Friday, November 29, 2013

NEW BLOGS, I MADE IT PAST THANKSGARBAGINGS HELL


NOVEMBER 29, 2013,
FRIDAY MORNING AT 5:32
HERE IN FORT PIERCE, FLORIDA
CURRENT TEMPERATURE 59 DEGREES FNHT.

TITLE OF THIS SERIES OF BLOGS:-------
“THE MAGIC TOOL THAT CAN PREDICT DOW JONES PRICES WITH 80%+ ACCURACY, ENDLESSLY, AND IS MY PERSECUTION, IN THE UNITED STATES; SINCE THIS BEGAN IN 1986”



“I MADE IT PAST THANKS GARBAGINGS HELL”

The holiday itself was quiet as a cemetery. No monsters jumped out on Thanksgiving Day to swallow me up and carry me off to fucking Ammityville, New York, USA. But the damage not only was done, but I did not go through the entire day without a major WOMO-MILI-2-FORCE enemy strike on me, good folks, it just happened at the dead end of the day and I had closed and rated the day a NON-BOTBAR, breaking the BOTBAR X 8 STRING of total fucking cunt hell, ladies and gentlemen. Here is what happened. It was about 5 or 10 minutes past seven last evening, and I had never gone to bed at all the previous night, and was totally tuckered out and bushed. I turned out the lights and had my off-hook phone with me to talk a while to Lightning Goddess Diana, before falling into ''dream-land' with her. I no sooner began doing this, and the cunt lappers made another very loud illegal squeal sound through the phone at me. I am going to make an appointment with an injury attorney and if they won't get on board and help me try and get a jury award settlement for damaging my hearing over a period of time and after I repeatedly have reported these problems and others as well,to numerous peeps for many years; then I have the legal right in this fucked up nation, TO REPRESENT MY GOD DAM FUCKING SELF, and so I will do, if necessary, YO YO YO YO YO!!!!!!!!!!!!!

The entire country was stormy and quite cold, even South Florida was quite non-hot yesterday, going up only to about the middle seventies, upper seventies is the predicted high temps for today.
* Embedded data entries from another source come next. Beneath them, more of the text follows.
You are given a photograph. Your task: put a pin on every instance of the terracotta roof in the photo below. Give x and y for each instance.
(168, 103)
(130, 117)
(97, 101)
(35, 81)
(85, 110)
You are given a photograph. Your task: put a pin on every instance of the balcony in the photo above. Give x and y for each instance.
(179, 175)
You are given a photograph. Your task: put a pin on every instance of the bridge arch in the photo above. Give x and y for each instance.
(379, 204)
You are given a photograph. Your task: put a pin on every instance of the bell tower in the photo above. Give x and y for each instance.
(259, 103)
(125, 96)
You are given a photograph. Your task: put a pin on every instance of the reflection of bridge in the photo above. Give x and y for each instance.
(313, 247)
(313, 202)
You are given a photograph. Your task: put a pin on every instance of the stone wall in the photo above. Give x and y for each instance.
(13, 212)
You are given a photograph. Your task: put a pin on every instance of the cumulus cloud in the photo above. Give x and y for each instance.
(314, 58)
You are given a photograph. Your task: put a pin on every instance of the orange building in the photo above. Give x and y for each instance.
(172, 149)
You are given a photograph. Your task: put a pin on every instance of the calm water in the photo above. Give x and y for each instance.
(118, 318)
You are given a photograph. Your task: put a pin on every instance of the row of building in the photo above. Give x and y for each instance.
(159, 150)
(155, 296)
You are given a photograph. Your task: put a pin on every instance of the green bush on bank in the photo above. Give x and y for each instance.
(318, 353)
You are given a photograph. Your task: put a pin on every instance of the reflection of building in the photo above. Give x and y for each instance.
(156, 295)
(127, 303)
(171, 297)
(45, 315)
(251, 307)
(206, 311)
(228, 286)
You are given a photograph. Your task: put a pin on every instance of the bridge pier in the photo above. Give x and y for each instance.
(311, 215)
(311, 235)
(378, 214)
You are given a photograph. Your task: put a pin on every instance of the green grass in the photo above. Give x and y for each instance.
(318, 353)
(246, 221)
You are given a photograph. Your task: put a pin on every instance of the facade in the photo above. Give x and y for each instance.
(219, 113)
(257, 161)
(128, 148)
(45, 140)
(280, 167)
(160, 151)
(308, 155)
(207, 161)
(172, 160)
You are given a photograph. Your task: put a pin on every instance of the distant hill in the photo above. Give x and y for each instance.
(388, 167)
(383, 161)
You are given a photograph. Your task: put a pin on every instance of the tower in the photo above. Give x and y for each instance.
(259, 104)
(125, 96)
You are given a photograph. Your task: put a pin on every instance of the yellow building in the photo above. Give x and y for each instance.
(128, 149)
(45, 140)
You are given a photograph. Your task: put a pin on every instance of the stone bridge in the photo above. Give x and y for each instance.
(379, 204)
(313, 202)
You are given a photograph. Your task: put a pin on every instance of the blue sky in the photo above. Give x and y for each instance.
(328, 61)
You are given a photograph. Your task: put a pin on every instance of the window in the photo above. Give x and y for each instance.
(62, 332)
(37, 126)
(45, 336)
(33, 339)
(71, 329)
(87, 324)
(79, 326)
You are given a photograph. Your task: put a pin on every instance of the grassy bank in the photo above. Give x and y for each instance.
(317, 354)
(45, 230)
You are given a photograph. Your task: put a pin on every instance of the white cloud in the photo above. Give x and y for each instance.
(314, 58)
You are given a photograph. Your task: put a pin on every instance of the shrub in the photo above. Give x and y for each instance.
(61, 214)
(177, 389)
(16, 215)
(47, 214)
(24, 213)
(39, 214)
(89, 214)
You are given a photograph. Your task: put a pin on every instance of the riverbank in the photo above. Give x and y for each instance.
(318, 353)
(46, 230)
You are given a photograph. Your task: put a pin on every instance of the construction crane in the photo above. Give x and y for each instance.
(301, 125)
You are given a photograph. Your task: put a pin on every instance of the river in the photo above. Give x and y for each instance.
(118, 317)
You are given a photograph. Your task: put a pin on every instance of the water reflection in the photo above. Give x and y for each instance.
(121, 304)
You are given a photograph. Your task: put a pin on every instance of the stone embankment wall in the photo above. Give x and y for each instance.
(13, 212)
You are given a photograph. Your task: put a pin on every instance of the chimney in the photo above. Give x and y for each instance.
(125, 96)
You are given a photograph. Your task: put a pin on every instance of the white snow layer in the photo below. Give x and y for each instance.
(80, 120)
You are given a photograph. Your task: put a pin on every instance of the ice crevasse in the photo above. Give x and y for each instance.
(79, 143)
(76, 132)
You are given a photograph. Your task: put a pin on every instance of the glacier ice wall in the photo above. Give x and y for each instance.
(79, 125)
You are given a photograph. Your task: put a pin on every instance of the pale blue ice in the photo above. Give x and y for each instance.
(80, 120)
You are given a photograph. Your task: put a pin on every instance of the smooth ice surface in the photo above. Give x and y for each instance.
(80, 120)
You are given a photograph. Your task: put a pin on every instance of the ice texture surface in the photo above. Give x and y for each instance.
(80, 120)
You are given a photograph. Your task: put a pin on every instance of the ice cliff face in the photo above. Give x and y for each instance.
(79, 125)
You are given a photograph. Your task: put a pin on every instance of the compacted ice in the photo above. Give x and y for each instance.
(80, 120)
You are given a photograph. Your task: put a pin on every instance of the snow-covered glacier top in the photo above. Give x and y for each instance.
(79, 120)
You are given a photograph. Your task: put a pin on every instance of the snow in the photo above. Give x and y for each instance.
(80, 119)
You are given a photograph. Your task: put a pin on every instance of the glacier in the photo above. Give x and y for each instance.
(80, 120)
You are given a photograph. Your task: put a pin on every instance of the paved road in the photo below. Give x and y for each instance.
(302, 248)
The great MACY PARADE went off, after concerns of wind gusts being to high to launch the balloons, but mother nature appeared to cooperate in the end, and they all did their little thing. I do not go to or watch parades and never did, people and organized events and crowds, to put this very endearingly and politely, simply ain't my thing, BRO! Still, you go RHM. WEEEEEEEEEEEEEEE!!!!!!!!!!!!!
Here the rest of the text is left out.